The Tarantula Termination

An employment tribunal in Watford, England ruled on 24 October 2023 that a claimant, Mr. Jonathan Richardson, had been unfairly dismissed. On 18 January 2024 he was awarded GBP 22,571 for loss of earnings until 6 July 2023 and additionally GBP 705 per week from 7 July 2023 until reinstatement. 

This would not be particularly noteworthy had it not been for the facts which are so striking, we have considered how this would play out if all the fun had happened in Germany.

Facts

The claimant had been employed by West Midlands Trains Ltd as a train driver since 4 April 2018. In mid-2022, the claimant talked with one of his driver colleagues about spiders. At some point during the conversation, she indicated a certain dislike of or squeamishness in relation to spiders and other creatures such as snakes.

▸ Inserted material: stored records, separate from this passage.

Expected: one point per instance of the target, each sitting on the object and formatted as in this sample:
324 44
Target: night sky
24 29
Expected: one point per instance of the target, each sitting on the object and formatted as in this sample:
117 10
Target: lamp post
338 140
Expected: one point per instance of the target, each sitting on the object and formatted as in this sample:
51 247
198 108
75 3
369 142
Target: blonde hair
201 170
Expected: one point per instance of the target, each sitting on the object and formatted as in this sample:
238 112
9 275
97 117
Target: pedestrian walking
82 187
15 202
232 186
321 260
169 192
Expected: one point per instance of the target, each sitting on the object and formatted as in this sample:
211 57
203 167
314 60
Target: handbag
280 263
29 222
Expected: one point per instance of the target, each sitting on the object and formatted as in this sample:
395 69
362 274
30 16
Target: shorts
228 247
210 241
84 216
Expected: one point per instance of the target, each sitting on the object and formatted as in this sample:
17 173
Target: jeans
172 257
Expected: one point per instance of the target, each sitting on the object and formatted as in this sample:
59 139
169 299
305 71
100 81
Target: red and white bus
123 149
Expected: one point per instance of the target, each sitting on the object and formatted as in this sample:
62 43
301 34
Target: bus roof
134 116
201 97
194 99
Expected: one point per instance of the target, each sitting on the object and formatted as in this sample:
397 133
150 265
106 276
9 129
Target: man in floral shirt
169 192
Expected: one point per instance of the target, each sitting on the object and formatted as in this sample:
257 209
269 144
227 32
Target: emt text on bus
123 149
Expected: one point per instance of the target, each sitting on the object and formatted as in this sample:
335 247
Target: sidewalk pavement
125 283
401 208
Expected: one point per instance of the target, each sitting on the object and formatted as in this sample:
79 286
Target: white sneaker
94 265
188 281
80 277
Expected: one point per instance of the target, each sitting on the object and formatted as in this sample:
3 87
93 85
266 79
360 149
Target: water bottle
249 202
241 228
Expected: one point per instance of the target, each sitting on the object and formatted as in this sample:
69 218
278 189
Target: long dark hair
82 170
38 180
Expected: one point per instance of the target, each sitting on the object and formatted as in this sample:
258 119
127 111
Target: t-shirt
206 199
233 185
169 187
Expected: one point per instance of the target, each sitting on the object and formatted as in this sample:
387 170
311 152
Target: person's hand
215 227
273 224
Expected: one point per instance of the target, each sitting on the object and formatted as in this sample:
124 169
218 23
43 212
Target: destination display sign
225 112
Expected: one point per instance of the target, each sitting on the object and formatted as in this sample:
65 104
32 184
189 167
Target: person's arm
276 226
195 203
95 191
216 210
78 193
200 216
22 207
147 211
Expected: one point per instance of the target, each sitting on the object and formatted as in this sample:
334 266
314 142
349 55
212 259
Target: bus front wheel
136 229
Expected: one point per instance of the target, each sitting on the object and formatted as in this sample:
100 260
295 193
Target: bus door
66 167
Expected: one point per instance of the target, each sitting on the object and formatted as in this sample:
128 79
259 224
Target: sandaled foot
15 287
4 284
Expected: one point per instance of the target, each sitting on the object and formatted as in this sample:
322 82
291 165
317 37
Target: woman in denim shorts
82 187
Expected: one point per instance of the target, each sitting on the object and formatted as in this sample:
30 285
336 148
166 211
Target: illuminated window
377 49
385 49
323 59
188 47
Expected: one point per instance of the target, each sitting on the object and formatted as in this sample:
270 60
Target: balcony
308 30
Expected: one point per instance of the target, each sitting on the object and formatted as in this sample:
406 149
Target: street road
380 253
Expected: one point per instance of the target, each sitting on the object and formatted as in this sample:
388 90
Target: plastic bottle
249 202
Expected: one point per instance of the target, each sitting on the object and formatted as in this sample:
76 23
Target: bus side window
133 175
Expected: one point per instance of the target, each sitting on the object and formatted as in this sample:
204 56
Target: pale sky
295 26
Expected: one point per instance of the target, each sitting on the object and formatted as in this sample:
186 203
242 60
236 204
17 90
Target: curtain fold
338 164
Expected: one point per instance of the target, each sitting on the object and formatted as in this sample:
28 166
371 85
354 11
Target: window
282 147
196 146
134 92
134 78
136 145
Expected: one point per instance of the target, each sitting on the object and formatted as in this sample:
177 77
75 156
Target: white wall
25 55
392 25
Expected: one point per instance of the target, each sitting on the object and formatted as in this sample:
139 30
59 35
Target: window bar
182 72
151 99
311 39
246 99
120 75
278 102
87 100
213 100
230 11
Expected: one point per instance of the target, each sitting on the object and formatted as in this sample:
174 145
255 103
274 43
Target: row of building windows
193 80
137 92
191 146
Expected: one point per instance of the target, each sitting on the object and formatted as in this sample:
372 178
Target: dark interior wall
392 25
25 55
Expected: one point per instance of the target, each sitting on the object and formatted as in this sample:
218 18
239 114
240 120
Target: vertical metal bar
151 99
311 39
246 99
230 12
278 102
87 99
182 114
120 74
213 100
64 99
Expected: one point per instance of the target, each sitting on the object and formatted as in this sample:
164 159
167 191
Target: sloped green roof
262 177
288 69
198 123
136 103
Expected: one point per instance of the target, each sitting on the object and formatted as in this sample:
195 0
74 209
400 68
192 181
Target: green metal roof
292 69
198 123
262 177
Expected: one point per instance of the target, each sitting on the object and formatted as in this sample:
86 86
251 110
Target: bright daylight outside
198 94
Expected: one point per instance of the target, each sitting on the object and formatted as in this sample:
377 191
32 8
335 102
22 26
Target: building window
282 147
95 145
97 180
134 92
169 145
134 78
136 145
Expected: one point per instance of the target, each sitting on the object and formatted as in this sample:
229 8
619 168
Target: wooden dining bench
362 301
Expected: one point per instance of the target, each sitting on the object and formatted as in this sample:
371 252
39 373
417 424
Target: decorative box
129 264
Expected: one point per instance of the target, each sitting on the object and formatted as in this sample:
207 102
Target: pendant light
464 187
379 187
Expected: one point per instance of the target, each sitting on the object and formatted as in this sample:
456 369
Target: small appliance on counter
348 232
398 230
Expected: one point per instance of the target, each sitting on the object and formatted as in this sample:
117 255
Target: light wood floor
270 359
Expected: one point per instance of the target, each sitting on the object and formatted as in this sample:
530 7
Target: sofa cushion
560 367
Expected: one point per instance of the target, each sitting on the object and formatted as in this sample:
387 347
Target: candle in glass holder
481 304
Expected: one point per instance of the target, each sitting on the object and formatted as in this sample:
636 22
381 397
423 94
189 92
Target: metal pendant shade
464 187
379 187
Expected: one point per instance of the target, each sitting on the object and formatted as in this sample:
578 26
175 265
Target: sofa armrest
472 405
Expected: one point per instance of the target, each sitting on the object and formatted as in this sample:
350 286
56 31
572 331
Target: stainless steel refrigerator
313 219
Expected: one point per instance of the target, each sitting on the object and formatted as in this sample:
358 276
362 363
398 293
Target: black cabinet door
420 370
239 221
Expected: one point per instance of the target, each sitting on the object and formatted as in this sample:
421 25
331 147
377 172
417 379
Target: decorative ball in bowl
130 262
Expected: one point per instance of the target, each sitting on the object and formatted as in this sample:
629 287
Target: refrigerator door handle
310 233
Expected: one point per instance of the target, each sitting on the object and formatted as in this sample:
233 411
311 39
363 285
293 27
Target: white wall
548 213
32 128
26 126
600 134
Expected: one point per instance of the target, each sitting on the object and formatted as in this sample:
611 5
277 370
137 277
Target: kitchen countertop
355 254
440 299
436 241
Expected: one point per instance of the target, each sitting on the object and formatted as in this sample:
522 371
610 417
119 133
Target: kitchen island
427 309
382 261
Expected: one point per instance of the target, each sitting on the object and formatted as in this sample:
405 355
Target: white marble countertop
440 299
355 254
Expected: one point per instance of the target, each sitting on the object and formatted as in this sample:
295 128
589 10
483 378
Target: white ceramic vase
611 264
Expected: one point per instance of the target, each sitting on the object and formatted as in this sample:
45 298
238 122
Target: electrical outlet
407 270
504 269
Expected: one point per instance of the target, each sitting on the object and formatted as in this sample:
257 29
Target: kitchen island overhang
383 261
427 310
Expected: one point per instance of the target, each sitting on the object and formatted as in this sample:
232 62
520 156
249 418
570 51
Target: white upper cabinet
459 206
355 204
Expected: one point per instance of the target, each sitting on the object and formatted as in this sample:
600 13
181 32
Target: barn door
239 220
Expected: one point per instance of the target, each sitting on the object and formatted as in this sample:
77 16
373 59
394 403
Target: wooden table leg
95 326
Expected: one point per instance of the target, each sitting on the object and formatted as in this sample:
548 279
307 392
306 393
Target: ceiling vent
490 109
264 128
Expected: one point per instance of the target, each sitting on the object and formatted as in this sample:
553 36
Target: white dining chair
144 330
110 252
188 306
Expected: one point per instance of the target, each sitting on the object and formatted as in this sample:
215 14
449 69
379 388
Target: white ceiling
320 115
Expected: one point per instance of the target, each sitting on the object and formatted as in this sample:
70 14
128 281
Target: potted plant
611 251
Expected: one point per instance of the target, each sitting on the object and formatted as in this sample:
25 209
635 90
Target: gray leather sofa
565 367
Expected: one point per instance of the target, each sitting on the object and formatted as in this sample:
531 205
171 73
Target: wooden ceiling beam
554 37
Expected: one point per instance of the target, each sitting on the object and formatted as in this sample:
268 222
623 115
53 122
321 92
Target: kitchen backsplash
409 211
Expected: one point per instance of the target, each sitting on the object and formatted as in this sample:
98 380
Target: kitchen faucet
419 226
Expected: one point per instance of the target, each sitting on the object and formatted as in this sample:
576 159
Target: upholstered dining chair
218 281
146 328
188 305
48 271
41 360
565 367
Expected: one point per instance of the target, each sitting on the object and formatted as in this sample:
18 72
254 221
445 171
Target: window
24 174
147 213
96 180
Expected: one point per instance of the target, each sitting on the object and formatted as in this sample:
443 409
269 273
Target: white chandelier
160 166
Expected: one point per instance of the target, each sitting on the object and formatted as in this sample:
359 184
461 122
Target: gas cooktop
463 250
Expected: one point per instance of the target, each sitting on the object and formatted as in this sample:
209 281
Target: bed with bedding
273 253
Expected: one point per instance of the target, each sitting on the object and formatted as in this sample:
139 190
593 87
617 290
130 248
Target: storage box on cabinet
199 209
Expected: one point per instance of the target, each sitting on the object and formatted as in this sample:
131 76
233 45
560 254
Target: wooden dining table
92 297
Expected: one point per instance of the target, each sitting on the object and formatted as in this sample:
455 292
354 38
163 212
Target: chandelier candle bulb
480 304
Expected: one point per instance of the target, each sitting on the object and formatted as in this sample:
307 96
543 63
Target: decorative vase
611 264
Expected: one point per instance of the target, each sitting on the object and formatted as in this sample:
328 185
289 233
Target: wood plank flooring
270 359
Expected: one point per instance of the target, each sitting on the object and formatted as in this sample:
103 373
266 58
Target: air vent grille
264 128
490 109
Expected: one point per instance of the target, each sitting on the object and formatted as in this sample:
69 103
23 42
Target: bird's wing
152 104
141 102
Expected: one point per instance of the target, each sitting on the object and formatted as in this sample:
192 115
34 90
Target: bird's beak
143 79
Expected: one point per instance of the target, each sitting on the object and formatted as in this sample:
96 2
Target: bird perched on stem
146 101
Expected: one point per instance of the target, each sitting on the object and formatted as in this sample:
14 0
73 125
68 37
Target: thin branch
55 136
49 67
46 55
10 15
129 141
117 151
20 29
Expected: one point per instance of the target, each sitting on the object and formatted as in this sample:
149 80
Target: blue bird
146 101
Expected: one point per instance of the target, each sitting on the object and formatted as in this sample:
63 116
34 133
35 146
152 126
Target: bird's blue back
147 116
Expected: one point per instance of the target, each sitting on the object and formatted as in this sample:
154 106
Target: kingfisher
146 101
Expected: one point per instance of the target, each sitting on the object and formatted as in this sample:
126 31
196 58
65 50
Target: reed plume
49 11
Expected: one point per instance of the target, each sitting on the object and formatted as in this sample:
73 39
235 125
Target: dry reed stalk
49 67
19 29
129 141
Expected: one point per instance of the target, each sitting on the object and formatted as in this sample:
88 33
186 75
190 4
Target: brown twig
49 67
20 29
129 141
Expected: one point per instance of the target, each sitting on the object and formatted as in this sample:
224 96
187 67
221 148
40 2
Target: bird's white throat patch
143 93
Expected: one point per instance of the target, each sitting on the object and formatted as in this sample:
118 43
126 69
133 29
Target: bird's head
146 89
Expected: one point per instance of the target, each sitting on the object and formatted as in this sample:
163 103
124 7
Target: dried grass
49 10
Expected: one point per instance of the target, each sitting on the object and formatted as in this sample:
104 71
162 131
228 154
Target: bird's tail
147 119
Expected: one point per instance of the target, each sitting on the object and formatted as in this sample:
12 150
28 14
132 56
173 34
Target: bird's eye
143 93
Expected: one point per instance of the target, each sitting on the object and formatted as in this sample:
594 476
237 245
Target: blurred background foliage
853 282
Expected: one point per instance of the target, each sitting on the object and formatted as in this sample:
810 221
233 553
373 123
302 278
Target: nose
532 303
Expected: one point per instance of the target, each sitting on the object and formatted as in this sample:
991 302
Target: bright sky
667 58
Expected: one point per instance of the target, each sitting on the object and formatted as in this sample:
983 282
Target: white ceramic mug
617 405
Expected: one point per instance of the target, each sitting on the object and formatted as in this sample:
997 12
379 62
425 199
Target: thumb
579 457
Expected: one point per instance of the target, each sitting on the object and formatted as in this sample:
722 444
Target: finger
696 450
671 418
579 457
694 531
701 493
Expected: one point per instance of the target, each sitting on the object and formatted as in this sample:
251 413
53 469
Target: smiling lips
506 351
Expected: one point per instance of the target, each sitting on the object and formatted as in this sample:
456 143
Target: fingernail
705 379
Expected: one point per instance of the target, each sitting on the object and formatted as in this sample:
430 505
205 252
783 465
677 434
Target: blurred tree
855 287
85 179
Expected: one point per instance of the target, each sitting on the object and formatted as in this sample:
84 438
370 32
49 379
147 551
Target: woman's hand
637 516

In early August 2022 the claimant placed a tarantula’s shed exoskeleton as a prank in said colleague’s pigeonhole causing her to be distressed. After this incident she told the claimant that she did not want to receive objects of that nature and called him a “f****** t**t”. Similar language is said to be unexceptional in his exchanges with fellow colleagues, and he has been the subject of pranks himself. This is why he perceived the conversation as “normal banter” and did not take her words literally. On a later occasion around 12 September 2022, he placed a shed snakeskin as another prank in her pigeonhole. She was once again distressed when she found it and reported the incident to her employer by email on 14 September 2022. 

Following an internal investigation during which he presented a written letter of apology which he intended to be transmitted by his employer to his colleague, he was dismissed on 24 November 2022 for gross misconduct on the basis he had bullied another colleague.

(based on Watford Employment Tribunal decision:
Employment Tribunals: Richardson v West Midlands Trains Ltd - Judgment
Employment Tribunals: Richardson v West Midlands Trains Ltd - Judgment (Financial Award))

How would this play out under German law?

It seems likely that, like in England, a dismissal either with or without notice would both be deemed invalid under the relevant German laws, the German Protection Against Dismissal Act. The only remedy in Germany would then, similar to this particular case in England, be reinstatement with back-pay, but no further damages.

The claimant clearly breached his contractual duty of loyalty pursuant to Section 241 Paragraph 2 of the German Civil Code. In general, the company has an interest in ensuring that the harmony in the company is not disturbed and its employees treat each other with respect and work well together. Case law has developed criteria to determine when the contractual duty of loyalty is breached due to bullying: generally, the legally protected rights of the “victim” must be violated multiple times and systematically by the “offender”. Not only the employee’s wellbeing is considered legally protected but also his or her general right of privacy in accordance with Article 2, 1 of the German Constitution. 

Despite this, a dismissal without notice i.e. for gross misconduct is very hard to prove; it is lawful only in cases of serious breach of duty due to which the continuance of the employment relationship until the expiry of the notice period is impossible for the employer. It is very doubtful that the behaviour of the claimant would meet these strict requirements.

A dismissal with notice is generally only lawful if less severe means than a dismissal were not available to the employer. In the case of dismissal based on misconduct, it is usually required that the employer has previously warned the employee for a similar misconduct. After the first incident the claimant had not been warned by his employer that placing objects of that nature can lead to a dismissal.

German case law has consistently ruled that a warning is not required if a change of behaviour cannot be expected from the employee or if it is such a serious breach of duty that it cannot be tolerated by the employer and the employee is aware of its unlawfulness. The English employment judge was convinced that the employee considered both incidents as pranks. The conversation after the first incident was perceived by the claimant as “normal banter” not understanding the level of his colleague’s upset. The employee was not aware that his behaviour was unlawful. Since he tried to apologize afterwards, it is possible that a prior warning would have been sufficient to change his behaviour.

Key differences to England

In Germany the works council, if established, must be informed before every dismissal, including the reasons for dismissal. Any dismissal that is given without consulting the works council is null and void. The works council must then notify the employer in writing within a week giving its reasons if the works council has objections to a dismissal. If the works council notified the employer about his objections and if the employee has brought an action under the German Protection Against Dismissal Act for reinstatement, the employer may be required to continue to employ the employee after expiry of the notice period until a final court decision.

In England, the (successful) claimant was awarded some compensation plus, in this case reinstatement. In Germany, a successful claimant will generally always be reinstated (and be paid back-pay) but receive no further damages.